Redirecting Output, Input, and Errors

Redirecting output can be useful if the output from a command or script is too large to be displayed, so we direct it to a file where we can view all of the contents.

Step-by-step guide

The main method is to push the output over to a file. There you can grep it, use head, tail or cat to view the contents of the file.

  1. First type the following into your command like
    1. This example will be Standard Output”. For this example, we’re going to use the echo command. and it will display what ever we want it to.
      1. In your terminal session type; echo “Hello World” and see what happens
      2. Standard Output writes data that is generated by a program, and displays the text to the terminal.
    2. Standard Input is where we the user enter data into a program. So, user to program. Most often, we use a keyboard for standard input.
    3. Standard Error is writes errors generated by a program that has failed. Like Standard Output, it is displayed in the user’s terminal.

      1. As you can see above, there was an error. The error, was displayed in my terminal session must like standard output.
  2. Redirecting Output, Input and Error to files
    1. The following commands will write the output, input or error to a file. If the file doesn’t exist, it will be created prior to writing it.
      1. if a file do not exist, then using a > or >> will cause the file to be created and then written to.
      2. Commands with a single bracket overwrite the destination’s existing contents.
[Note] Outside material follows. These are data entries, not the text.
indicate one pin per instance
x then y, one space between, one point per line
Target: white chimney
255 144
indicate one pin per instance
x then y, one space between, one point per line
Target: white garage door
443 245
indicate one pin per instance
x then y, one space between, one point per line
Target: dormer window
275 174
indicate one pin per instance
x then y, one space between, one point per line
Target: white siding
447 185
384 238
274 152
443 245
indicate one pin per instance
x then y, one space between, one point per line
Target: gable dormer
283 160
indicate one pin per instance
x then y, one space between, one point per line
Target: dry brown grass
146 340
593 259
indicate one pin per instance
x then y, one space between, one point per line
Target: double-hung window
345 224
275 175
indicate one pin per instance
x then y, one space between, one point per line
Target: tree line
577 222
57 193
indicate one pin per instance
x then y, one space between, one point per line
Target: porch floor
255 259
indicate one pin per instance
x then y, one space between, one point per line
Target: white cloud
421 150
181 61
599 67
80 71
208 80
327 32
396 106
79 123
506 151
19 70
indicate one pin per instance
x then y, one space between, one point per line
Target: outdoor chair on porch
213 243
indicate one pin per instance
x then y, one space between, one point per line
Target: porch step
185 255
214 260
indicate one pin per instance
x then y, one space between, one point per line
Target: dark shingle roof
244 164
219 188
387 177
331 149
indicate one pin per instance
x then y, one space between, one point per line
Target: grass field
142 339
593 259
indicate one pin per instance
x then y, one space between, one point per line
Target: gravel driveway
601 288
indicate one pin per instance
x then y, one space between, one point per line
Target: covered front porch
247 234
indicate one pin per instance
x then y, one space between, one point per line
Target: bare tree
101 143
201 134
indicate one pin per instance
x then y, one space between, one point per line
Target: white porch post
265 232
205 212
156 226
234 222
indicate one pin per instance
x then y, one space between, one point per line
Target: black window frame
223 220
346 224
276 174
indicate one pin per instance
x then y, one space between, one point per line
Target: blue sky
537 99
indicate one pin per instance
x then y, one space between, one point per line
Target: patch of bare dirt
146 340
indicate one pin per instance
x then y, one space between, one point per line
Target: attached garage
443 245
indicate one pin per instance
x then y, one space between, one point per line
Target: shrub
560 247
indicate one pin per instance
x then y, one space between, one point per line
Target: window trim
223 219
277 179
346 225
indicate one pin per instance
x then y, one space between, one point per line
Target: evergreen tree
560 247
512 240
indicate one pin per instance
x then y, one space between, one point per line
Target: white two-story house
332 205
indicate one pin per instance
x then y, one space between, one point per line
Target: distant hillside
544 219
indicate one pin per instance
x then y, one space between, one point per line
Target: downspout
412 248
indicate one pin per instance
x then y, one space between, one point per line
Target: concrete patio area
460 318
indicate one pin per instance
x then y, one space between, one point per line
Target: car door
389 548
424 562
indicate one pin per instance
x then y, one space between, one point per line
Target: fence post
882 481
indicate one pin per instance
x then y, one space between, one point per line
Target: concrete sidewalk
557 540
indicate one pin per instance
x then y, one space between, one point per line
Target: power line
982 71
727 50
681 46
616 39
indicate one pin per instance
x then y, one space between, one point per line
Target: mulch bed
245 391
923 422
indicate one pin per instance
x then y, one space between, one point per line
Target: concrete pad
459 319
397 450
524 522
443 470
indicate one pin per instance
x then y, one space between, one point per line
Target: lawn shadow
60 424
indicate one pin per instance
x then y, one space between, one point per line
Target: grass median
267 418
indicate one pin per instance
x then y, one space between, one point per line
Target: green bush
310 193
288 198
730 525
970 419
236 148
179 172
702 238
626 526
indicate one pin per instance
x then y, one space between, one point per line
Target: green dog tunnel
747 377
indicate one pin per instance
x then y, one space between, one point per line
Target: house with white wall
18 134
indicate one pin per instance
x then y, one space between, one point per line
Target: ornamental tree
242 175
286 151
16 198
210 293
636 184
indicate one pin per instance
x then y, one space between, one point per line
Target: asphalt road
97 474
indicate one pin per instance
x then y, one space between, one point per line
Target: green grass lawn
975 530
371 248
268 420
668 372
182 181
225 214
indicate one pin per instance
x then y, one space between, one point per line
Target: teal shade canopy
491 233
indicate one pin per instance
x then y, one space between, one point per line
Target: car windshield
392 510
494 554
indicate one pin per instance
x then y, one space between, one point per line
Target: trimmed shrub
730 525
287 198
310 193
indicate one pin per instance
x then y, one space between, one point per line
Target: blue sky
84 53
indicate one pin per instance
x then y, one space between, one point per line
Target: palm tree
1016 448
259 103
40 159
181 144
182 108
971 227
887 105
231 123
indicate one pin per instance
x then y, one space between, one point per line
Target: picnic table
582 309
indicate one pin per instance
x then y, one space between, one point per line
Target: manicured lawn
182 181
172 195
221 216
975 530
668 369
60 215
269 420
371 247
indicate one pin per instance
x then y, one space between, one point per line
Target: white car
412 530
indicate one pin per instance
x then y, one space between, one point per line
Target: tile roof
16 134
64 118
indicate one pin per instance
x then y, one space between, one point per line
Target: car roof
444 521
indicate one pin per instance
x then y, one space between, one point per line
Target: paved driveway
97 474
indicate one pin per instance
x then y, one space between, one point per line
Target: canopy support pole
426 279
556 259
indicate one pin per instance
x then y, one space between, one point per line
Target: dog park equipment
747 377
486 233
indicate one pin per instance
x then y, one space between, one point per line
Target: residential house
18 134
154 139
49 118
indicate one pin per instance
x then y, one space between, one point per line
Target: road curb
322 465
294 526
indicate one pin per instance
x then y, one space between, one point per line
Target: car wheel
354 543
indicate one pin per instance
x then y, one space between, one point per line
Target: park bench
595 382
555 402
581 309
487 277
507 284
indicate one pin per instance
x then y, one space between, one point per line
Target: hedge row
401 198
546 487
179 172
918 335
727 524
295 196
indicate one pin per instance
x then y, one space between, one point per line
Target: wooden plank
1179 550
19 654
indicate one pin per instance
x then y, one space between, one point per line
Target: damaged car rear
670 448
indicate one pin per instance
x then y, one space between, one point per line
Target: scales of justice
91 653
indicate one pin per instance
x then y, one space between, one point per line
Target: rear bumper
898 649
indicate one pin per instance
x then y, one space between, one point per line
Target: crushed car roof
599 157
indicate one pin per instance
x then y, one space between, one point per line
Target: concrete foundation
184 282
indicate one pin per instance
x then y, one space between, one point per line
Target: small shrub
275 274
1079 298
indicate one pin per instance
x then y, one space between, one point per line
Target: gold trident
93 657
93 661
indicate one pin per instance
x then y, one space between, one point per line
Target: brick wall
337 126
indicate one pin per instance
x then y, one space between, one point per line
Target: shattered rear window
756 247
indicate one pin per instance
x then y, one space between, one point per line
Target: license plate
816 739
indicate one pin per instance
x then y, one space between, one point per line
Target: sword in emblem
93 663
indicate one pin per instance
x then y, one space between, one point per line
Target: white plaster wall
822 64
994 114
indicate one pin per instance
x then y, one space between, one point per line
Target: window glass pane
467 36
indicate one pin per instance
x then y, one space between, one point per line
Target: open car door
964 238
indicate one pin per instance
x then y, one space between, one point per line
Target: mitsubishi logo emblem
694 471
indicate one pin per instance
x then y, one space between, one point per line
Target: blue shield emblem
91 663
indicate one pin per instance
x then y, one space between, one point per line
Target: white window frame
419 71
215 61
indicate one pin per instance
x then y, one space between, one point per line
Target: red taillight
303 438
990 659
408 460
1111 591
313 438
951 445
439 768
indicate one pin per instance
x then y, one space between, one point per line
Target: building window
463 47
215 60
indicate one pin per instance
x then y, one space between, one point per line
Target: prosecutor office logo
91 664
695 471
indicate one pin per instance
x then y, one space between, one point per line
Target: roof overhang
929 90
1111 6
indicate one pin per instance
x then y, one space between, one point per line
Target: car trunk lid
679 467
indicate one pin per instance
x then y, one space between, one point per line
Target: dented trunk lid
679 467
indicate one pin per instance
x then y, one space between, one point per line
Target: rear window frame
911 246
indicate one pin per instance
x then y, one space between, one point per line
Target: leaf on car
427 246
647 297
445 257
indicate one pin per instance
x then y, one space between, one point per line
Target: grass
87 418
        • > – standard output
        • < – standard input
        • 2> – standard error

        Commands with a double bracket do not overwrite the destination’s existing contents.


        • >> – standard output
        • << – standard input
        • 2>> – standard error

      3. When you use cat to view the file, you can view the contents you has redirected to it.
  1. Filters
    1. Pipelines are often use to preform complex operations on data. This allows you to use multiple commands together, separated by “|”.
      • sort – Sort the printed output until its redirected
      • uniq – Report or Omit repeated lines
      • wc – Print Line, Word and Byte Counts
      • grep – Print lines matching a pattern
      • tee – read from stdin and output from stdout and files
    2. Example:
      1. ls % 2> error.txt | sort | uniq | wc
        1. So, command would redirect the error message to “error.txt”, then sort the error based on the output, delete any repeating lines and finally give you how man worst and bytes have been used.